Benoît XVI aurait-il fait une bulle en nommant in petto «bienheureux»
son prédécesseur Jean Paul II? Le statut de bienheureux, c'est la voie
royale et divine qui mène droit à la sainteté. Moi, les saints, je les
aime bien parce qu'ils entretiennent une esthétique de l'extraordinaire
et du merveilleux. Surtout, ils nous foutent la paix aux côtés d'un Deus
otiosus, un dieu caché qu'il vaut mieux ne pas invoquer, puisque
l'homme n'arrête pas de guerroyer en son nom. Ce que j'aime bien chez le
saint, c'est qu'il est un homme d'ici habitant les arrières-mondes. On
les convoque comme les dieux de l'instant, chez les Romains, celui de
l'érotisme, du plaisir ou du clin d'½il à ses amis disparus de notre vue
et qui, tout à coup, nous envahissent l'esprit et nous font du bien.
«La vie des Saints du Jura» de Pierre-Olivier Walzer nous offre un
superbe exemple de sensualité et d'érudition iconophile. Parmi ces
enjolivures de l'esprit, moi je les aimais les saints, jusqu'à l'autre
jour, où Jean Paul le Second a été mis sur la marche des bienheureux.
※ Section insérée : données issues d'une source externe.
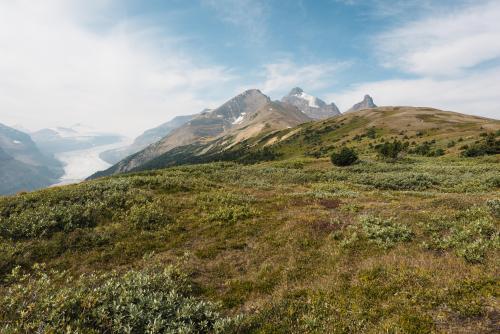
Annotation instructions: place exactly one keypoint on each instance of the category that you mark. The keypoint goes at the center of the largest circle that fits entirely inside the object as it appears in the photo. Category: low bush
(148, 216)
(391, 151)
(399, 181)
(152, 301)
(385, 232)
(346, 157)
(489, 145)
(494, 206)
(470, 234)
(231, 214)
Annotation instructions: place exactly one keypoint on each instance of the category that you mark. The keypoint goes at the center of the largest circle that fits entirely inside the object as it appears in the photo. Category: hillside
(319, 139)
(147, 138)
(246, 115)
(22, 166)
(286, 243)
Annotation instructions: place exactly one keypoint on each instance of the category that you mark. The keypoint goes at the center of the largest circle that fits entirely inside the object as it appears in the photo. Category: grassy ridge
(290, 245)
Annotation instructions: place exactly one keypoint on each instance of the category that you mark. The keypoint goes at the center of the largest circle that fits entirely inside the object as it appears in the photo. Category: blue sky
(128, 65)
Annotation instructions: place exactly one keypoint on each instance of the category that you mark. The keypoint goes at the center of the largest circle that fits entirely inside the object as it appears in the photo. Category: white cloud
(57, 69)
(443, 53)
(251, 15)
(281, 76)
(444, 44)
(475, 94)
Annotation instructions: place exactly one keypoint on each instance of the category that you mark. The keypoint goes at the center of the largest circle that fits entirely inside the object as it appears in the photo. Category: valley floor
(294, 246)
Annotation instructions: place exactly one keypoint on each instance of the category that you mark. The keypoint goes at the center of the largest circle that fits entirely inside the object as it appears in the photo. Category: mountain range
(22, 165)
(245, 115)
(147, 138)
(77, 137)
(367, 103)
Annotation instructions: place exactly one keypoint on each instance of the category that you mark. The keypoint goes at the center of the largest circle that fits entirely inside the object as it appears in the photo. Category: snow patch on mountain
(239, 119)
(311, 100)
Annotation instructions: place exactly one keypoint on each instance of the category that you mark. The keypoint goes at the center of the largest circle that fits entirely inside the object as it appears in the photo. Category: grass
(294, 245)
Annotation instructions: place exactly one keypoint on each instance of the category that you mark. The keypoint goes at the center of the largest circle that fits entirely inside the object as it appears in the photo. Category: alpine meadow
(232, 211)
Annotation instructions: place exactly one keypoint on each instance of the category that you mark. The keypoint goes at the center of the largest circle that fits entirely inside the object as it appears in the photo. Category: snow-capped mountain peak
(311, 100)
(310, 105)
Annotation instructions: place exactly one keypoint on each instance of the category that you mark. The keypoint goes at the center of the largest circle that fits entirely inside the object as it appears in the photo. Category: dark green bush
(489, 145)
(391, 150)
(153, 301)
(346, 157)
(148, 216)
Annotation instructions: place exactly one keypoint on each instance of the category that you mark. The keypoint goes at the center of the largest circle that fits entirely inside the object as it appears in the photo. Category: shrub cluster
(399, 181)
(346, 157)
(489, 145)
(426, 149)
(152, 301)
(385, 232)
(42, 214)
(148, 216)
(391, 150)
(470, 234)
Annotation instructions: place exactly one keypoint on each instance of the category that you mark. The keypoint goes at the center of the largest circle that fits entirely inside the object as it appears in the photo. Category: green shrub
(231, 214)
(148, 216)
(470, 234)
(494, 206)
(399, 181)
(346, 157)
(390, 151)
(488, 146)
(153, 301)
(385, 232)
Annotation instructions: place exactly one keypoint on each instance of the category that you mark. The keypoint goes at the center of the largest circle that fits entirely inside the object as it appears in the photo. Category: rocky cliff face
(367, 103)
(205, 126)
(22, 165)
(312, 106)
(147, 138)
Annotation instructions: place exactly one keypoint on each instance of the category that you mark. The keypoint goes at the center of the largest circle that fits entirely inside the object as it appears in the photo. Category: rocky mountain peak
(365, 104)
(310, 105)
(296, 91)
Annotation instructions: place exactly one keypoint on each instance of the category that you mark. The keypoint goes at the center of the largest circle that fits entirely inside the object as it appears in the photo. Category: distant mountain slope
(77, 137)
(205, 126)
(22, 165)
(321, 138)
(147, 138)
(312, 106)
(367, 103)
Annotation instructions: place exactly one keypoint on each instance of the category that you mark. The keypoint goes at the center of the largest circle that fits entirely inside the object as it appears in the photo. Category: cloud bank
(55, 68)
(453, 60)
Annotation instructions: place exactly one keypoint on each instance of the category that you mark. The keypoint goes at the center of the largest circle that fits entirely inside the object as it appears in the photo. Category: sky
(127, 65)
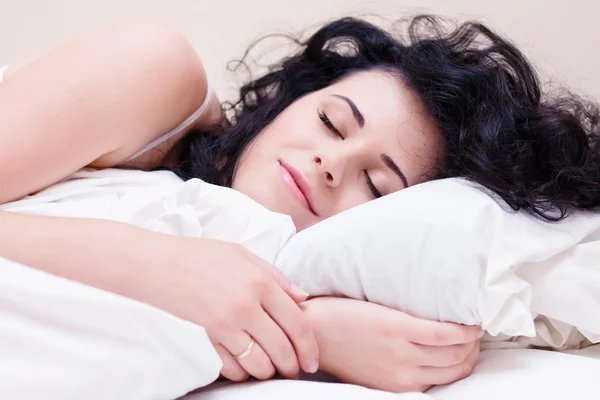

Pourquoi le grand faiseur de ponts, le pontifex a-t-il choisi le
souverain pourfendeur de l'avortement et cachottier de bénitier sur les
enfants touchés par la grâce comme candidat aux pouvoirs célestes? Il ne
lui reste plus qu'à vouer l'abbé Pierre et mère Teresa aux gémonies.
Côtés prêtrise, il en est un, le père Aristide, ancien dictateur, qui
rêve de se retrouver en odeur de sainteté en Haïti pour reconfisquer ce
qui reste du saint-frusquin du pays. En attendant, je ne puis que me
borner à cette sainte béatitude: «Bienheureux celui qui sait rire de
lui-même, car il n'a pas fini de rire».